Hi guys, some time ago we tried MC as we’ve been through a very difficult phase, perhaps the worst in our relationship. We went to two different counselors (I’ve shared the experience in older posts) and it never really worked out. It felt like some who said what, and how we could have communicated instead of digging deeper.

Fast forward, some time later I’ve decided to do IC. We did a few sessions of IC with the second counselor but now that I think about it, it’s probably not helpful.

After many sessions of IC I’ve been working on myself and my own issues. I’ve been feeling much better since then, a journey of rediscovery of my own happiness and unblocking from past childhood conditioning.
I also started to take antidepressants, to improve my emotional state. It seemed to have helped me feel ok again faster whenever something upsets me, as well as not feeling too affected by negative feelings and thoughts.

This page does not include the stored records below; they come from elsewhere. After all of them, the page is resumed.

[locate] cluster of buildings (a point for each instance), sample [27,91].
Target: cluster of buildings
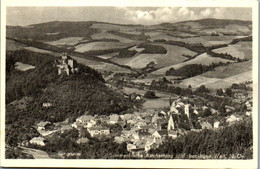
[66,65]
[142,131]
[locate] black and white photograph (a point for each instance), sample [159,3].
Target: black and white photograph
[129,83]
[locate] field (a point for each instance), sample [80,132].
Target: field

Recently my husband also started IC. We realized that he is not in touch with his feelings, there are blocked issues to be worked out as well.

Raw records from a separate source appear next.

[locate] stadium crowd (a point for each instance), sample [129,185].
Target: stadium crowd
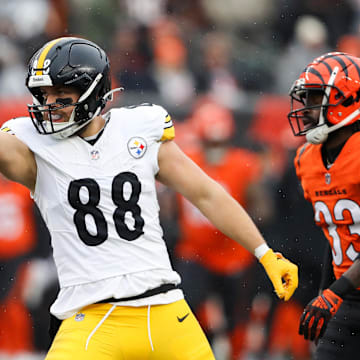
[232,61]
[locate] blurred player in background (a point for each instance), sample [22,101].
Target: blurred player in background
[93,178]
[17,242]
[208,261]
[326,109]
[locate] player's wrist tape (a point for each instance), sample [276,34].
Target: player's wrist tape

IMO, IC can be more helpful than MC since for a relationship to be healthy, each individual has to be healthy first. In our case, each of our issues also contributed to the conflicts and hurts.

I’ve realized that because I was used to lack of sensitivity and harshness during childhood, I saw our relationship’s lack of it as normal. We see what we are used to as normal, as we never experienced better. Even so, I couldn’t feel happy yet I couldn’t fully see why.
My husband on the other hand is not a real cold person. But he reacts negatively because that’s how he learned about emotions, just like many. He reacts defensively, and because he is not in touch with his own emotions, he doesn’t know how to empathize nor deal with other people’s feelings.

I guess that only time can tell how we will be, but I have learned that in hope that he could be more understanding of my feelings, somehow I adapted and changed myself to make things work and yet it makes me feel miserable at times.
Now I’ve learned to open up and be more me, and if we grow apart or stronger only time can tell, yet each of us deserve happiness and he also deserves to be himself.

I just wanted to share this because it seems that IC can work better before MC in some cases. Even if you feel you don’t have much issues, it may be worth a try because our issues are often blind to us.

I hope this can help others.


----------



## StillSearching

IC will help you find you way out of dark places.
I actually think IC is much more valuable than MC.
I been through both many times....


----------